Monday, 7 December 2009

News: University Life, US

Two very different portraits of university life in America. First, as part of their Pinched: Tales from an Economic Downturn series, Salon presents "I live in a van down by Duke University", Ken Ilgunas' account of his experiences, well, living in a van by Duke University:
For some, van-dwelling may conjure images of pop-culture losers forced into desperate measures during troubled times: losers like Uncle Rico from "Napoleon Dynamite," or "Saturday Night Live's" Chris Farley who'd famously exclaim, "I live in a van down by the river!" before crashing through a coffee table, or perhaps the once ubiquitous inhabitants of multicolored VW buses, welcoming strangers with complimentary coke lines and invitations to writhing, hairy, back-seat orgies.

In my van there were no orgies or coke lines, no overweight motivational speakers.
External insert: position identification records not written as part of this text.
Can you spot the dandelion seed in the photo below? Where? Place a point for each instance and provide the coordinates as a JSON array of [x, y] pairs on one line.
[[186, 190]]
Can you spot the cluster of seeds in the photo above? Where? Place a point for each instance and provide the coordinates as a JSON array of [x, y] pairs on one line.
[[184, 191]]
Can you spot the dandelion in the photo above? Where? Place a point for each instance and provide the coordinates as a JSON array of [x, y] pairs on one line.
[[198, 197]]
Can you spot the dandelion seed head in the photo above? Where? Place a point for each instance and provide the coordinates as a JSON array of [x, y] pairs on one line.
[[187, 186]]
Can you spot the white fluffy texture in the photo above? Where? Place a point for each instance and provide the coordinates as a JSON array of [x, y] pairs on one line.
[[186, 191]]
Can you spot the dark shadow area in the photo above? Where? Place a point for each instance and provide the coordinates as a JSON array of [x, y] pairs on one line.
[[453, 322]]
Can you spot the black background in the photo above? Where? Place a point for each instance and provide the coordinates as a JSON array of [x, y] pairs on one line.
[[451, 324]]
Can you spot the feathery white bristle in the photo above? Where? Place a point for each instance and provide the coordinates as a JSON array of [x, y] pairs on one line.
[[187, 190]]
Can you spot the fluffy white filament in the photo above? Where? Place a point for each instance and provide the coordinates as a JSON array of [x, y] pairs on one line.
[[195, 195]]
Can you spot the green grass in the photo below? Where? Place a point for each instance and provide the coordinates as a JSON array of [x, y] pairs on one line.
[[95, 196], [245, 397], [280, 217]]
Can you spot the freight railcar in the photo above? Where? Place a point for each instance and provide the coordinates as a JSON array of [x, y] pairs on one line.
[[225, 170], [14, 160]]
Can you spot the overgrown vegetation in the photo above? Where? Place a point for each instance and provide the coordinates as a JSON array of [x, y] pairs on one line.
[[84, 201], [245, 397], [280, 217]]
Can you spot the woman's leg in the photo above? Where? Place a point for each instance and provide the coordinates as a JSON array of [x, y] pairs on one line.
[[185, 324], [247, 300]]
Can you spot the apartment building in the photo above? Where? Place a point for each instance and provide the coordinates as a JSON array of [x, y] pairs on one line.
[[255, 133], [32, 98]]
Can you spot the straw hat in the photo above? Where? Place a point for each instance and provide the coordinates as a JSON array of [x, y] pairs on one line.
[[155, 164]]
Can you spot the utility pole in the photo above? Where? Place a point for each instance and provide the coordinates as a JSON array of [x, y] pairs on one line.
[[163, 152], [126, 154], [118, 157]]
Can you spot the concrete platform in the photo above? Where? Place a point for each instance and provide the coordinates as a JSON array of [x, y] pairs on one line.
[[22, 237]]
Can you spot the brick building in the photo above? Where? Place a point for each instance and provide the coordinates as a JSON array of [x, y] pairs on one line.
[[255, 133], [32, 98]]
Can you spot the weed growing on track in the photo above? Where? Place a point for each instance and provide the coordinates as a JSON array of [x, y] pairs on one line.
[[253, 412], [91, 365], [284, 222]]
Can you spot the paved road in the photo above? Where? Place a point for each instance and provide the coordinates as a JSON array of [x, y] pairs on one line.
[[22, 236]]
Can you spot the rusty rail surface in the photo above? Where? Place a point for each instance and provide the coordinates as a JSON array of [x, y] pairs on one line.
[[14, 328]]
To me, the van was what Kon-Tiki was to Heyerdahl, what the GMC van was to the A-Team, what Walden was to Thoreau. It was an adventure.

Living in a van was my grand social experiment. I wanted to see if I could -- in an age of rampant consumerism and fiscal irresponsibility -- afford the unaffordable: an education.
In contrast, this week's This American Life profiles Penn State - recently crowned #1 party school in America:
So we wondered: What is it like to be at the country's top party school? This American Life producers spent a recent football weekend at Penn State to figure this out. There, we learned the definition of "fracket" (think frat plus jacket); the best way to clean up beer cans after a big party (snow shovel); and how hard it is to get college kids to drink less (really hard).
So how does these stories compare to your experiences, at home or across the pond?